Since the age of 18, she has struggled with the condition, which reached dangerous levels in 2015, 2016 and 2018. At her worst, she was an “empty shell”.

“At my lowest weight I wasn’t allowed to drive because my BMI was too low,” she said.

“I couldn’t sit without it hurting my bones.

“I had no energy, I couldn’t hold a conversation or finish my sentences without forgetting what I was saying.

“My heart rate was in the 30s and every night I would go to bed scared I wouldn’t wake up.
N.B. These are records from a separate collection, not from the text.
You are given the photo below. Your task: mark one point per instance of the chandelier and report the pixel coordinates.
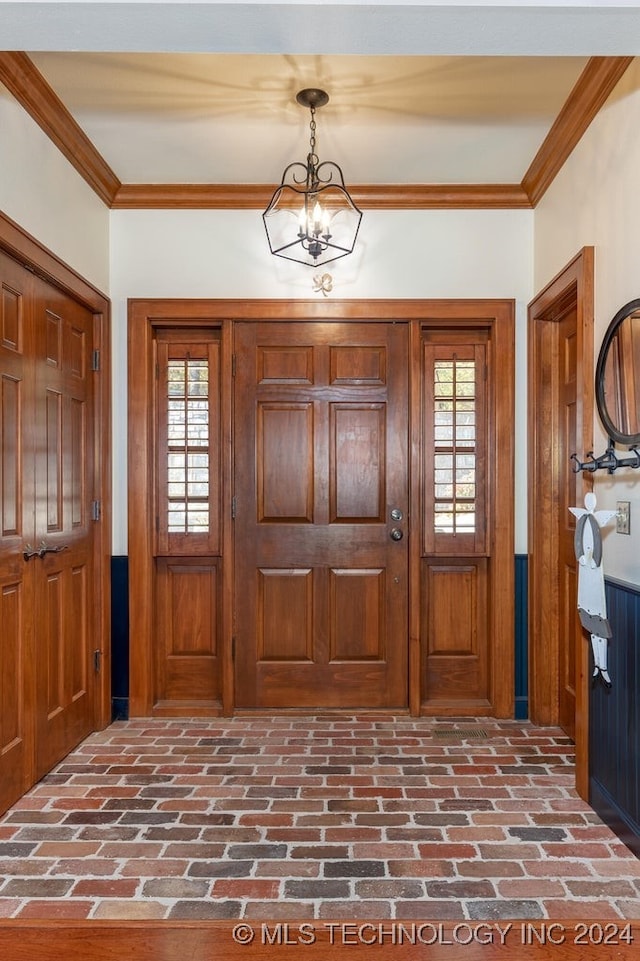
(311, 218)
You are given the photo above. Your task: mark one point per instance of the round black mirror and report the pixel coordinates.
(618, 376)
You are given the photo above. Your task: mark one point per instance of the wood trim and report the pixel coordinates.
(31, 90)
(371, 197)
(594, 85)
(33, 255)
(575, 284)
(548, 940)
(28, 86)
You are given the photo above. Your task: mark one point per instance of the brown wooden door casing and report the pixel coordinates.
(321, 461)
(560, 352)
(54, 559)
(148, 317)
(64, 527)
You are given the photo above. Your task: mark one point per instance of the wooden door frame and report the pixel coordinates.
(147, 314)
(572, 287)
(29, 252)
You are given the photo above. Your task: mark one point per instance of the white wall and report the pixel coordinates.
(42, 192)
(596, 201)
(400, 254)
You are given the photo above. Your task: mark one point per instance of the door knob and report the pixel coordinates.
(50, 550)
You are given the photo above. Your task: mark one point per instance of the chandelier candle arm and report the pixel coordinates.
(324, 226)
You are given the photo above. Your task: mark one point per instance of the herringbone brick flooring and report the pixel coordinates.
(330, 816)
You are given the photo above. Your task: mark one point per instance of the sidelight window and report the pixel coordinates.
(188, 446)
(187, 465)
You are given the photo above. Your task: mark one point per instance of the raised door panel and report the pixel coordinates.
(456, 652)
(285, 463)
(321, 458)
(357, 463)
(188, 633)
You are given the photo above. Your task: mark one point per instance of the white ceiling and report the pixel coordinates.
(434, 91)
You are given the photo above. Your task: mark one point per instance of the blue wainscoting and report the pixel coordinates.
(120, 638)
(614, 715)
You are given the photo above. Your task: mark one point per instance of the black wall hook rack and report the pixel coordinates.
(608, 461)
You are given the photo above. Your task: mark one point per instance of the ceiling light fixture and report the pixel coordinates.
(311, 218)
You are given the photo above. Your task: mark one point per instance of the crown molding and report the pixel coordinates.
(28, 86)
(31, 90)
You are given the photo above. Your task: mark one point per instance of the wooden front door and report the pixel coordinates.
(321, 503)
(47, 578)
(561, 423)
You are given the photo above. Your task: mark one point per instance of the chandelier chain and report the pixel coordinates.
(312, 137)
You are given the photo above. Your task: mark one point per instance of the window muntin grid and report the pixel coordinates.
(188, 446)
(454, 453)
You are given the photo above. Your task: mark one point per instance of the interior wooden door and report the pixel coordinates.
(321, 502)
(560, 353)
(65, 636)
(16, 527)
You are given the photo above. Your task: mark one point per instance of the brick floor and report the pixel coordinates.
(331, 816)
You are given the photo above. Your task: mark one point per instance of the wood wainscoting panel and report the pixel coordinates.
(456, 651)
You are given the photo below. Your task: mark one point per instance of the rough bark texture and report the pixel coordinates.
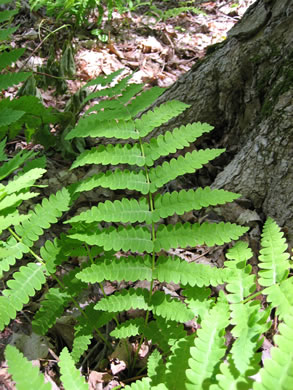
(244, 87)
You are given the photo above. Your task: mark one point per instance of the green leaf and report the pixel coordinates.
(135, 239)
(273, 258)
(168, 171)
(183, 235)
(124, 210)
(126, 268)
(181, 202)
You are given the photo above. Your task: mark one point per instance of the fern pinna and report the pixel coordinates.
(137, 222)
(134, 227)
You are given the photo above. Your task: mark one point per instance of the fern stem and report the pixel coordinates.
(61, 285)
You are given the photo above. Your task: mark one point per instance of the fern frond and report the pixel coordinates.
(128, 328)
(197, 299)
(124, 210)
(29, 279)
(10, 79)
(209, 348)
(170, 142)
(277, 372)
(135, 239)
(179, 271)
(91, 126)
(86, 324)
(14, 199)
(10, 251)
(156, 368)
(24, 181)
(273, 258)
(52, 308)
(70, 376)
(111, 154)
(162, 174)
(9, 57)
(125, 300)
(170, 308)
(115, 180)
(43, 216)
(240, 283)
(8, 167)
(183, 235)
(229, 378)
(18, 365)
(158, 116)
(127, 269)
(9, 116)
(281, 297)
(183, 201)
(164, 333)
(250, 323)
(178, 362)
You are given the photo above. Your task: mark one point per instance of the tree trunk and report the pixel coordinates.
(244, 88)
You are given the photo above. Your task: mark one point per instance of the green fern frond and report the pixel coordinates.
(183, 201)
(156, 368)
(18, 365)
(10, 166)
(179, 271)
(87, 322)
(128, 328)
(159, 116)
(178, 362)
(91, 126)
(164, 333)
(9, 116)
(10, 251)
(26, 281)
(24, 181)
(43, 216)
(277, 372)
(10, 79)
(183, 235)
(229, 378)
(115, 180)
(124, 210)
(9, 57)
(240, 283)
(281, 297)
(125, 300)
(111, 154)
(143, 101)
(70, 376)
(170, 308)
(197, 299)
(273, 258)
(170, 142)
(250, 323)
(127, 269)
(209, 348)
(51, 309)
(162, 174)
(135, 239)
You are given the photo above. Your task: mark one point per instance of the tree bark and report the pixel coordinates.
(244, 87)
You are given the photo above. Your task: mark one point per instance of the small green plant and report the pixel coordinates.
(134, 226)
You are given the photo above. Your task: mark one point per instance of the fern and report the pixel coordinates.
(228, 325)
(18, 365)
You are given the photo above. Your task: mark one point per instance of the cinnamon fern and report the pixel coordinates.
(131, 239)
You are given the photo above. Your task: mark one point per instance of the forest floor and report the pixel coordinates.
(158, 50)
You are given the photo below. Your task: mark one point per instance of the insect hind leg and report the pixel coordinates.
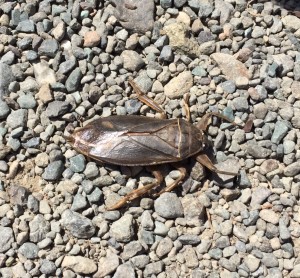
(139, 192)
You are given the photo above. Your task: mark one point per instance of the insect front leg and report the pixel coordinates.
(139, 192)
(205, 161)
(145, 99)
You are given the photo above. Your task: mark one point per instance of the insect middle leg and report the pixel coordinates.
(206, 120)
(174, 184)
(139, 192)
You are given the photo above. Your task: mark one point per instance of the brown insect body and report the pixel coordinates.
(137, 140)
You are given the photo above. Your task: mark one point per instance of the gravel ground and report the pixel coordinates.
(64, 62)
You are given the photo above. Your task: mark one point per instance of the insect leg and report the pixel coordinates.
(205, 161)
(139, 192)
(206, 120)
(144, 98)
(169, 188)
(186, 107)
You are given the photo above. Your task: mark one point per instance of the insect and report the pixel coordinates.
(144, 141)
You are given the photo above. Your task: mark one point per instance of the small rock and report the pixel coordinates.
(230, 66)
(132, 61)
(78, 225)
(179, 85)
(73, 80)
(5, 79)
(252, 263)
(77, 163)
(53, 171)
(6, 239)
(107, 264)
(257, 151)
(168, 206)
(4, 109)
(26, 26)
(79, 264)
(91, 39)
(43, 73)
(292, 169)
(269, 216)
(259, 195)
(17, 118)
(281, 129)
(123, 229)
(47, 267)
(26, 101)
(125, 271)
(57, 108)
(29, 250)
(164, 247)
(49, 47)
(137, 17)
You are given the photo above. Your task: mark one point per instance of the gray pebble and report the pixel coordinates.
(166, 54)
(123, 229)
(47, 267)
(281, 129)
(168, 206)
(5, 79)
(240, 104)
(78, 225)
(269, 260)
(132, 106)
(125, 270)
(53, 171)
(49, 47)
(26, 26)
(27, 101)
(77, 163)
(29, 250)
(17, 118)
(153, 268)
(146, 236)
(57, 108)
(73, 80)
(4, 109)
(164, 247)
(95, 196)
(79, 202)
(6, 239)
(189, 239)
(131, 249)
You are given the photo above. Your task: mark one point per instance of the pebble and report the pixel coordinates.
(77, 163)
(57, 108)
(49, 47)
(269, 216)
(132, 60)
(29, 250)
(53, 171)
(79, 264)
(179, 85)
(73, 80)
(281, 129)
(123, 229)
(4, 109)
(107, 264)
(168, 206)
(125, 270)
(6, 239)
(78, 225)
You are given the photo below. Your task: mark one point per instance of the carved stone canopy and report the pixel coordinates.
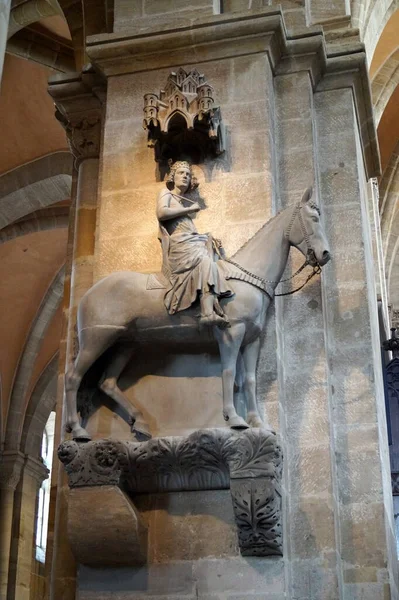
(183, 121)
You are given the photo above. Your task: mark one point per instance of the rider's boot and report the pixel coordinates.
(208, 315)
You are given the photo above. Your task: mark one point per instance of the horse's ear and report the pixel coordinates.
(307, 195)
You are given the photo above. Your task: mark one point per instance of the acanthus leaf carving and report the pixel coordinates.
(248, 462)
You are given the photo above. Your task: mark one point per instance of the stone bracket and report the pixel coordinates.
(247, 462)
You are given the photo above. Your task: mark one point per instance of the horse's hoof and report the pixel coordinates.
(80, 435)
(237, 423)
(254, 420)
(141, 430)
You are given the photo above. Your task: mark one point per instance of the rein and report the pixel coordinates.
(316, 268)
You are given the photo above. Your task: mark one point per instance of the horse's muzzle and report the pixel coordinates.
(314, 261)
I was so miserable and suicidal.”

Emma, from Clacton, suspects issues with her body image stemmed from inner self-conflict.

“I used food and body image as a way of coping with what felt like my entire life falling apart,” she said.

“I began losing weight, working 12 hour shifts as a waitress, biking to work daily and not having enough time for breaks and food.

“This spiralled fairly quickly and I viewed food as guilt and attached negative connotations with the feelings of being full.”

She added: “Perfectionist traits are highly common among those with eating disorders.”

Things began to improve after she was placed into an intensive eating disorder day service which offered therapy, dietetics, nursing care and support groups.

After a long journey she has been discharged and is healthy, admitting she is the “happiest she has been in years”.

“Therapy was my saving grace, it gave me a huge sense of self awareness,” she said.

“I learnt a lot about my past, my self and my needs.”

To others struggling with body image issues, Emma says: “You need to continuously give yourself compassion.

“It doesn’t happen overnight, but as you start to encounter other things you’ll realise your worth is so much more than the way you look.”

Emma is one of several volunteers offering advice on body image through a series of videos put out by Essex County Council to mark Mental Health Awareness Week.